Albany ENT and Allergy Services (AENT) will pay a $500,000 penalty and invest $2.25 million in cybersecurity upgrades after failing to protect patient information during two ransomware attacks in 2023, New York Attorney General Letitia James announced.
What happened
Between March 23 and April 4, 2023, two ransomware attacks on Albany ENT and Allergy Services exposed sensitive information of 213,935 individuals, including Social Security numbers, medical records, and treatment histories. The breaches also compromised over 80,000 New York driver’s license numbers.
AENT initially relied on two third-party vendors for its information security, but their failure to update critical software and secure patient data contributed to the attacks.
A subsequent investigation revealed that AENT did not immediately disclose the full scope of the breach to the state and continued to store unprotected patient data for months.
In response, the organization has agreed to improve its cybersecurity practices, including encrypting all stored and transmitted data, implementing multi-factor authentication, and improving oversight of its third-party vendors.
What was said
“No one should have to worry about having their data stolen simply because they visited a doctor,” Attorney General Letitia James stated. “Health care facilities need to take protecting patients’ private information seriously...Today’s agreement with AENT will strengthen its cybersecurity and protect the private information of New Yorkers.”
The Attorney General’s office found that AENT failed to ensure its vendors adequately monitored network activity, installed timely security updates, and encrypted sensitive information.
Furthermore, AENT agreed to one year of free credit monitoring for affected patients and additional penalties if it does not comply with the settlement terms.
By the numbers
- 213,935 total patient records exposed.
- 120,000+ Social Security numbers compromised.

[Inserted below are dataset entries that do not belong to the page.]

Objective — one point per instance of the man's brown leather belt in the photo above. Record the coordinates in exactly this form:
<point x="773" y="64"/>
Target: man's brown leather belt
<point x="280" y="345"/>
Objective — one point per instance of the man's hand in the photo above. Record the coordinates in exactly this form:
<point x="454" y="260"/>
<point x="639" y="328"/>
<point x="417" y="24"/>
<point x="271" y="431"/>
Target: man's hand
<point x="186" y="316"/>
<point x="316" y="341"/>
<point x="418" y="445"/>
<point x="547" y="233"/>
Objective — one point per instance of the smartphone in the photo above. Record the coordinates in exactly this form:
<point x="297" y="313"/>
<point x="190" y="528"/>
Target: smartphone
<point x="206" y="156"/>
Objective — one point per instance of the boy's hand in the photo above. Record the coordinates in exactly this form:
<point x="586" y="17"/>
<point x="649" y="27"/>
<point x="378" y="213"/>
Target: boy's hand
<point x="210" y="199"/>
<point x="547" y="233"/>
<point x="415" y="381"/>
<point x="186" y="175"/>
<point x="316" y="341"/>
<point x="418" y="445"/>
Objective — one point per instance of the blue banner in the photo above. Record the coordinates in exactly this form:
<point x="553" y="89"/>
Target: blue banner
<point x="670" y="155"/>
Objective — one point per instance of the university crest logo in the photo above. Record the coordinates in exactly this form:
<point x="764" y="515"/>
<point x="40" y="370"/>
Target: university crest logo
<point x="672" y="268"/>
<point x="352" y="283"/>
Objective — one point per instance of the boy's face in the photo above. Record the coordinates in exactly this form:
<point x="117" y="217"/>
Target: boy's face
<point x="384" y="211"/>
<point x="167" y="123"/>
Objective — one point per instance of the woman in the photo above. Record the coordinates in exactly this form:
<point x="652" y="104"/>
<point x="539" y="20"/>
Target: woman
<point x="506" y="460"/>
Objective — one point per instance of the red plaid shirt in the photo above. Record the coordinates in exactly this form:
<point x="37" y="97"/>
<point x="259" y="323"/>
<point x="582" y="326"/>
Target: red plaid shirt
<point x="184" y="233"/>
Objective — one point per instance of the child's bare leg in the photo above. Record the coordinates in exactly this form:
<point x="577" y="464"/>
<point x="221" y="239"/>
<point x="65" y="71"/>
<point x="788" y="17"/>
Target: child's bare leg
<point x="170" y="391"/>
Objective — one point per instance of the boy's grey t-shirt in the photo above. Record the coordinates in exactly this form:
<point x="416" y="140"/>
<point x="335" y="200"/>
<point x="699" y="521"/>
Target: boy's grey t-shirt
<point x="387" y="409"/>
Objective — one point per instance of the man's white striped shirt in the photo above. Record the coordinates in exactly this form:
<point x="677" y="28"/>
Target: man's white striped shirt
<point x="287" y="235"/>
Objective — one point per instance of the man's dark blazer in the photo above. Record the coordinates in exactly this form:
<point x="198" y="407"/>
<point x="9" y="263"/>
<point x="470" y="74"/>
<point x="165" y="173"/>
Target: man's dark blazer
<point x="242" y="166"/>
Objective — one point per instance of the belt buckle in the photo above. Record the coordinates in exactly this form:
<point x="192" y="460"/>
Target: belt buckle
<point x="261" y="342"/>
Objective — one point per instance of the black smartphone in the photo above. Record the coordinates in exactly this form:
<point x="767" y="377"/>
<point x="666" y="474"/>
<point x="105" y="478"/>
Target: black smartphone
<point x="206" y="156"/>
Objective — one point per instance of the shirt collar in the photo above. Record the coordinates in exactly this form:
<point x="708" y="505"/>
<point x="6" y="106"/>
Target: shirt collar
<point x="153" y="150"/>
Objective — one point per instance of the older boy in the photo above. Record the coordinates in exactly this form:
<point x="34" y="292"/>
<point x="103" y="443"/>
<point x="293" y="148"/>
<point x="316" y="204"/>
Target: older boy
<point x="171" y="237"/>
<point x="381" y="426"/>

- $2.25 million required investment in cybersecurity improvements over five years.
- $500,000 initial penalty paid, with an additional $500,000 penalty if compliance terms are not met.
Why it matters
The breach parallels incidents like the ransomware attack on Lurie Children's Hospital, where stolen data was sold for $3.4 million, illustrating the dire financial and personal risks these breaches can create.
Healthcare organizations must use advanced security measures, as the consequences of inadequate cybersecurity go beyond financial penalties.
Read also: 3.8 million patients impacted by healthcare data breaches in June 2024
Learn more: HIPAA Compliant Email: The Definitive Guide
FAQs
What is a data breach?
A breach occurs when an unauthorized party gains access, uses or discloses protected health information (PHI) without permission. Breaches include hacking, losing a device containing PHI, or sharing information with unauthorized individuals.
What should individuals do if their data has been compromised?
If individuals suspect their data has been compromised, they must monitor their accounts for suspicious activity and report any unauthorized transactions immediately.
What are the penalties for violating HIPAA regulations?
Civil penalties for HIPAA violations can include fines ranging from $100 to $50,000 per violation, with an annual maximum of $1.5 million per violation. Criminal penalties are applied when HIPAA violations are knowingly committed, with increased fines and imprisonment.